Metadata-Version: 2.4
Name: contamination-audit
Version: 0.1.1
Summary: N-gram, embedding, canary, answer-pattern, and corpus contamination auditor.
Author: AuraOne
License-Expression: MIT
Project-URL: Homepage, https://auraone.ai/open
Project-URL: Source, https://github.com/auraoneai/contamination-audit
Classifier: Development Status :: 3 - Alpha
Classifier: Programming Language :: Python :: 3.10
Classifier: Programming Language :: Python :: 3.11
Classifier: Programming Language :: Python :: 3.12
Requires-Python: >=3.10
Description-Content-Type: text/markdown
License-File: LICENSE
Provides-Extra: embedding
Requires-Dist: sentence-transformers>=2.7; extra == "embedding"
Dynamic: license-file

# contamination-audit

`contamination-audit` combines n-gram overlap, optional embedding similarity, canary matching, answer-pattern checks, and public-corpus hash matching.

## Quickstart

```bash
pip install contamination-audit
contamination-audit run --eval-data examples/eval.jsonl --corpora pile,c4,hf-mmlu
```

By default, embedding checks use a no-dependency lexical cosine fallback.

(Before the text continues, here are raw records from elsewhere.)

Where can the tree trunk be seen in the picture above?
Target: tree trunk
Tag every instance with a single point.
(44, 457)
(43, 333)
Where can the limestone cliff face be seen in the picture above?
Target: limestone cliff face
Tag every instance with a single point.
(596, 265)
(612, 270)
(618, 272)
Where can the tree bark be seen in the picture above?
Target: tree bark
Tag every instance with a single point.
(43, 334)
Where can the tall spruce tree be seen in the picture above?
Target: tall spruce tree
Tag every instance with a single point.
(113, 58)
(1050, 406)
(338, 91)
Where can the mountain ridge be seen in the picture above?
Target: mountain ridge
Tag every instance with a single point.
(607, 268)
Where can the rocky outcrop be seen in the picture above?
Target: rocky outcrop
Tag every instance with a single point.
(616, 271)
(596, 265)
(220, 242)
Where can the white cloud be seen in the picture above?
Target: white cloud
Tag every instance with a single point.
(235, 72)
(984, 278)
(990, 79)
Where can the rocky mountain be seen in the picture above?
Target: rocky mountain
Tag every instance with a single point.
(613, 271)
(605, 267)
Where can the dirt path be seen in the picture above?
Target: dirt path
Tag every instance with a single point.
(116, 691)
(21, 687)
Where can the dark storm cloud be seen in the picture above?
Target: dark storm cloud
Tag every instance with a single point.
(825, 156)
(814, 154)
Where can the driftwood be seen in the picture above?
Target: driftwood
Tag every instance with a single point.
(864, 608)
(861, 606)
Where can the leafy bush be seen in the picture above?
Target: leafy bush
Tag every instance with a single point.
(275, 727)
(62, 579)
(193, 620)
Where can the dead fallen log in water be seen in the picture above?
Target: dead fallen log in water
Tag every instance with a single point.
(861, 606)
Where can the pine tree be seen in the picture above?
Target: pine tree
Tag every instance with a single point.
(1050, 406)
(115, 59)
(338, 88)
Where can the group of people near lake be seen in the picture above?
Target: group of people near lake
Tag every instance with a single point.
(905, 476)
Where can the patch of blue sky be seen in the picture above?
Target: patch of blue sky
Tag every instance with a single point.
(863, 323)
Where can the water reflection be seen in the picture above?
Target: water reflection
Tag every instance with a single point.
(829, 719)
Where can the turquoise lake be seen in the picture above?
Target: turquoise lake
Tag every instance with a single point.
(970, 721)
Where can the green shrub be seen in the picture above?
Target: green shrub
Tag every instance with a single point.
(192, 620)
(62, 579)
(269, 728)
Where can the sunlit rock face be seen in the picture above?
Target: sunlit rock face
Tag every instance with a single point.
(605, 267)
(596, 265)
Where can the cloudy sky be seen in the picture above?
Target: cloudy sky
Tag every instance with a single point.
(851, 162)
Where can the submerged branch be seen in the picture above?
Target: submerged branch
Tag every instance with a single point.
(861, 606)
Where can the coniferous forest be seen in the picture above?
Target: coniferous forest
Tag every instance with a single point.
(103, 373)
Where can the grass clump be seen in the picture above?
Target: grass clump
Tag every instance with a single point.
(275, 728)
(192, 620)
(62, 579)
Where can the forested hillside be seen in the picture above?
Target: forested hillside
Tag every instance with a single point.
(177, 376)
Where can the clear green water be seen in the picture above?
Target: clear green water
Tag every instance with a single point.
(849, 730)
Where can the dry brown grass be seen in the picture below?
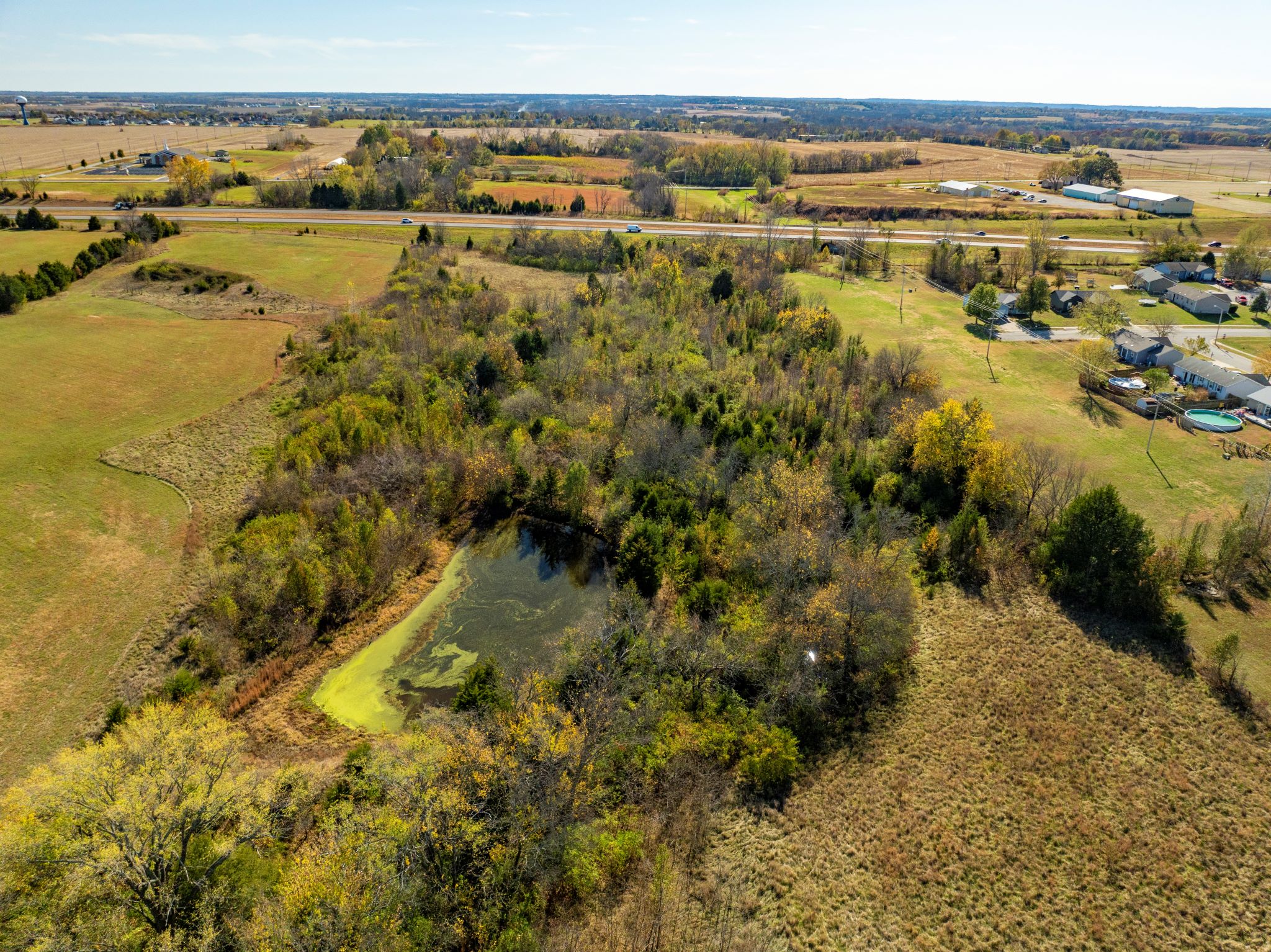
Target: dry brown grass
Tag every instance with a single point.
(1035, 788)
(56, 146)
(281, 724)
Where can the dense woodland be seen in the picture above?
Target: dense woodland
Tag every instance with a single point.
(775, 495)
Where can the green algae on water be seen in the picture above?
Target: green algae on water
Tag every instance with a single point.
(355, 692)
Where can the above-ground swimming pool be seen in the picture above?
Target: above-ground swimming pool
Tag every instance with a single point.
(1215, 421)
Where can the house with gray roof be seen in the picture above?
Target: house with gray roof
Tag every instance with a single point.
(1063, 302)
(1144, 351)
(1199, 300)
(1186, 270)
(1222, 383)
(1152, 281)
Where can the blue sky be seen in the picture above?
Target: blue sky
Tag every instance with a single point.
(905, 48)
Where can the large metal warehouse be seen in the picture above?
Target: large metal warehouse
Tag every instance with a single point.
(1091, 194)
(964, 190)
(1156, 202)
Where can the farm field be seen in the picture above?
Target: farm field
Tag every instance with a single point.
(315, 267)
(1195, 163)
(27, 249)
(1035, 787)
(43, 148)
(1036, 395)
(87, 552)
(591, 168)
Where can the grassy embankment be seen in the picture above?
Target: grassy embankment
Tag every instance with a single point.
(1036, 397)
(24, 251)
(1033, 788)
(87, 552)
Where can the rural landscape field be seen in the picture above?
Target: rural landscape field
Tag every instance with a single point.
(809, 516)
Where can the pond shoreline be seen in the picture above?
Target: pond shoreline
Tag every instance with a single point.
(285, 725)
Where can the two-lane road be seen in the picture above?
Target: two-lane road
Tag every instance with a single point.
(673, 229)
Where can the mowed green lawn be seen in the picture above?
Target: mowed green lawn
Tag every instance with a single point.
(87, 552)
(315, 267)
(1036, 397)
(1034, 393)
(27, 249)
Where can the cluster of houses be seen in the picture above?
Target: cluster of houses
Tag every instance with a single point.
(1166, 280)
(1251, 390)
(1133, 199)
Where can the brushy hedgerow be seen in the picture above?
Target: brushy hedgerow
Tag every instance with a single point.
(1034, 788)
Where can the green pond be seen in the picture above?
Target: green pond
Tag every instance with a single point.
(511, 593)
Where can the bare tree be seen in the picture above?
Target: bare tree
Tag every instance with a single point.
(1049, 481)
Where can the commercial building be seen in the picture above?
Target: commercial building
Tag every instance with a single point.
(964, 190)
(1156, 202)
(1152, 281)
(1091, 194)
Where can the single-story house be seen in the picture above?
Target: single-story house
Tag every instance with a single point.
(1156, 202)
(166, 155)
(1144, 351)
(964, 190)
(1152, 281)
(1186, 270)
(1091, 194)
(1064, 302)
(1008, 305)
(1198, 300)
(1260, 402)
(1222, 383)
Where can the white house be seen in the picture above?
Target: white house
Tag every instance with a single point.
(964, 190)
(1008, 305)
(1156, 202)
(1222, 383)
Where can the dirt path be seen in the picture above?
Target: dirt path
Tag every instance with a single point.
(284, 726)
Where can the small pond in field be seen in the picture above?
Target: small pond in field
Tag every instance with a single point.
(510, 593)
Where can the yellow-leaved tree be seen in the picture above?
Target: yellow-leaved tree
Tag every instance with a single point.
(947, 440)
(133, 832)
(191, 177)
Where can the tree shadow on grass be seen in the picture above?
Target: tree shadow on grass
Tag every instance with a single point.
(1096, 411)
(1131, 639)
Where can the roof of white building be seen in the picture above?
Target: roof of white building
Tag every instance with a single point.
(1148, 195)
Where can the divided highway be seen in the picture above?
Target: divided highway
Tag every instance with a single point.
(309, 217)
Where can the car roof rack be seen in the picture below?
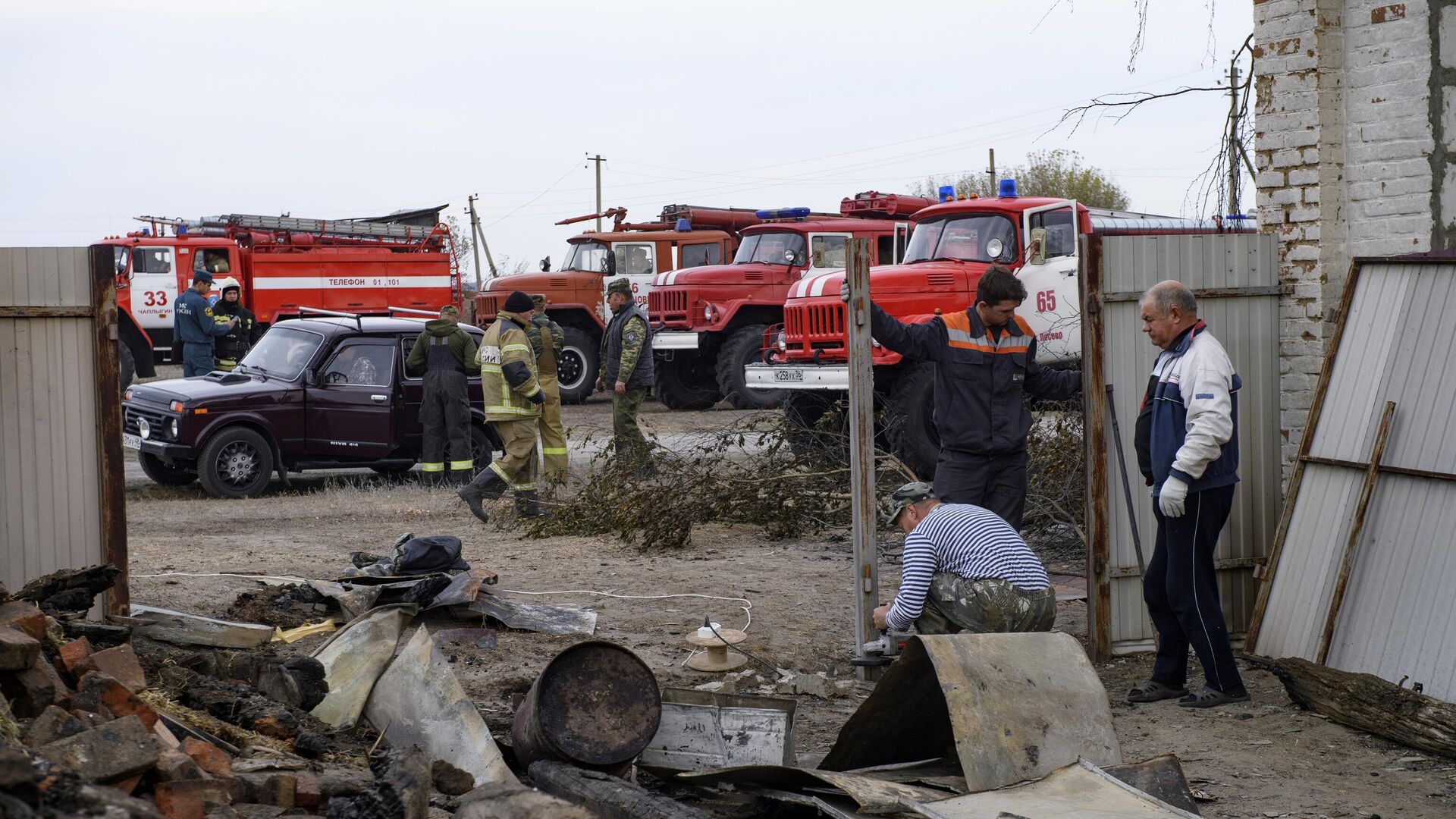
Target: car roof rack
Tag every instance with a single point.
(359, 321)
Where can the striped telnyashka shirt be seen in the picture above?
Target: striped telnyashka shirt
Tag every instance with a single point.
(963, 539)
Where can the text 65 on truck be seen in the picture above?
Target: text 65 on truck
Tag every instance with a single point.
(280, 262)
(951, 246)
(683, 237)
(710, 321)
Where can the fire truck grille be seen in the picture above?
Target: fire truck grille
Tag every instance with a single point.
(669, 306)
(814, 325)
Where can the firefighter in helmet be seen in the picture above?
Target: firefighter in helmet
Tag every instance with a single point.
(446, 356)
(240, 337)
(513, 401)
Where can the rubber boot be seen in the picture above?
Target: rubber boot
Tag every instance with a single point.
(487, 485)
(526, 504)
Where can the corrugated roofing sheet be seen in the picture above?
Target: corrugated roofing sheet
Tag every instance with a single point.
(1397, 621)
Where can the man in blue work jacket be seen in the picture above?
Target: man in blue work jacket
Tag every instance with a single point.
(194, 327)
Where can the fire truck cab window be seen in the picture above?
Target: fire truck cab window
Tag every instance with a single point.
(367, 365)
(965, 238)
(1062, 238)
(634, 260)
(698, 256)
(827, 251)
(770, 248)
(153, 260)
(590, 257)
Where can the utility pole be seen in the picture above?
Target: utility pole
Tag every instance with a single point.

To run semantic embedding checks locally:

```bash
pip install 'contamination-audit[embedding]'
contamination-audit run --eval-data examples/eval.jsonl --embedding-backend sentence-transformers --embedding-model all-MiniLM-L6-v2
```

## What This Is Not

Not proof of uncontaminated data; it is a code-only diagnostic. Examples are synthetic.